I immediately went to “Best Friend Hero” and flashed back to the printer smashing scene from office space.
Sure bro, these things can’t transcribe voice to text and then send that very tiny text file back to amazon, nopenopenope.
With the caveat that any person reading this post should read my post above explaining how an Alexa device could actually be abused –
NO, they do not transcribe all text to speech.
Alexa is an open platform with a published API. If your Alexa has not been modified, it is not listening to you other than when it indicates that it is.
To think otherwise puts you in to company of Anti-Vaxxers and other conspiracy nuts.

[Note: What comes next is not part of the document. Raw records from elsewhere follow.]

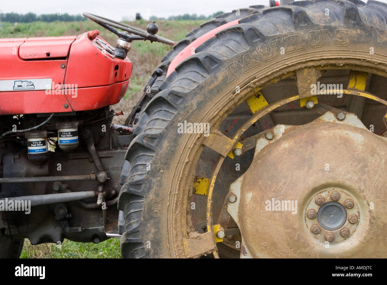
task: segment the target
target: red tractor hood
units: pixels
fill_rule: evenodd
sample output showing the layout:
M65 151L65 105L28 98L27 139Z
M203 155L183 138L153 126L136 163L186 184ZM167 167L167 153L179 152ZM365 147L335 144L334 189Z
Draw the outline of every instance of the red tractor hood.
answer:
M76 36L30 38L19 48L19 56L24 60L64 58L68 55Z

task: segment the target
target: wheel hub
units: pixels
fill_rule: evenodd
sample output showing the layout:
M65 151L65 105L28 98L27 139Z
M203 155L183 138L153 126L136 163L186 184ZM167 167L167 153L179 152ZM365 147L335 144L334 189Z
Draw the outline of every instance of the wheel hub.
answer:
M345 223L347 212L342 205L337 202L325 203L319 209L319 223L326 230L337 230Z
M336 115L277 125L257 140L227 208L241 257L385 256L386 139L353 114Z

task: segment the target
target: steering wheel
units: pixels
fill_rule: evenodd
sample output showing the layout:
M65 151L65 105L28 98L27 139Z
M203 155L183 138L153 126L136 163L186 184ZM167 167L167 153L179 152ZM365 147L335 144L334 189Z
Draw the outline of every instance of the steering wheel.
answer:
M155 35L157 32L158 28L154 22L152 22L152 24L148 25L148 27L147 27L147 31L146 31L122 23L121 22L117 22L114 20L92 14L90 13L84 12L82 13L82 15L95 22L97 24L101 26L112 33L115 34L120 39L127 41L130 42L133 40L149 40L151 41L158 41L159 43L162 43L170 45L175 45L175 42L170 40ZM134 36L127 33L120 32L114 29L113 27L136 35Z

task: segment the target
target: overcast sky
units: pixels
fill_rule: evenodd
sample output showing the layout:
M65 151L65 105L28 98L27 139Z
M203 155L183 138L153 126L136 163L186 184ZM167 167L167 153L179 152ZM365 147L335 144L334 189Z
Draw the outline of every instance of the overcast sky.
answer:
M228 12L251 5L269 5L269 0L0 0L3 13L62 14L70 15L88 12L121 21L140 13L146 19L150 16L168 17L188 13L211 15L218 11ZM387 0L382 0L387 2Z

You’re correct but the recent past is full of examples of various companies saying one thing but doing exactly the opposite until busted by security researchers. Likely not for nefarious purposes, but those cases are still relevant. In this particular case with Amazon i don’t think Alexa is constantly listening and eavesdropping, but then again i can’t be 100% sure and as such i don’t use Alexa or other services like it.
Now I just want the HAL 9000 eye hack to remind me.
https://www.facebook.com/ScreenJunkies/videos/10155953204437403/
This seems to be a conversation we repeat constantly around here but there’s no way in which a smart phone is any different to a voice assistant in terms of the manufacturer being able to listen in to you.
There also is a perennial confusion that voice assistants mics being “always on” means “always being sent off-site” which has been proven not to be happening by independent research.
Security researchers have been trying to bust this since the thing was released and have found nothing but evidence that the device only sends voice data after the on-board software detects the wake-up word.
It is a risk that these devices could perform such underhand and illegal actions but there’s no reasonable argument that any closed-source smartphone or laptop computer doesn’t have exactly the same risk profile.
Yeah, I hate to see such conspiracy thinking around here every time this comes up. It’s pretty lazy and ignorant.
YES! It’s a risk to have any device with an internet connection and closed-source software. YES! We should be sceptical and tear these things apart in independent tests.
That’s all been happening and I can be certain that any security researcher who found such a flaw would be shouting about it.
That would require them to hand over the info on anyone purchasing almost any chemical. That’s a blanket search and would be ilegal.
Which is exactly what I’m worried about. Illegal mass surveillance of groups of people based on association.
My point is I don’t want such a device as a primary mode of interaction since hostile third parties can and will break into any device that is online. Don’t pretend that some smart devs haven’t tried or are trying to find ways to break into devices. I don’t believe vendors themselves are doing this but I can see the NSA doing this if only to see if they could do it. The NSA and related organizations across the world don’t share the same ethical or legal (inasmuch as protecting the bottom line of shareholders) constraints that a corporation does. This isn’t a matter of tin-foil-hattery this is a matter of the sad state of our paranoid governments. Remember, the US govt recently tried to prevent a US citizen from getting access to a lawyer by trying to disappear them into their foreign prison system. This isn’t exceptional but rather the normal state of things.
Not if it’s in the course of an ongoing investigation. Police need a warrant for search histories- let’s say for example an individual makes a bomb threat- in the course of discovery the police would likely obtain a search history via warrant to determine whether or not the individual was actually attempting to make a bomb, as opposed to being just unhinged and making terroristic threats. The information obtained from the warrant would aid determine the severity of the crime.
If Amazon is getting requests for data from police departments, it is either through warrant- which is how they would obtain actual search results, or subpoena, which only allows for certain metadata- isp, sites visited, etc.
The flip side to this is that of course the NSA can get all (or most) of this information anyway, and absent taking pretty extreme measures on your end there’s little you can do to stop it.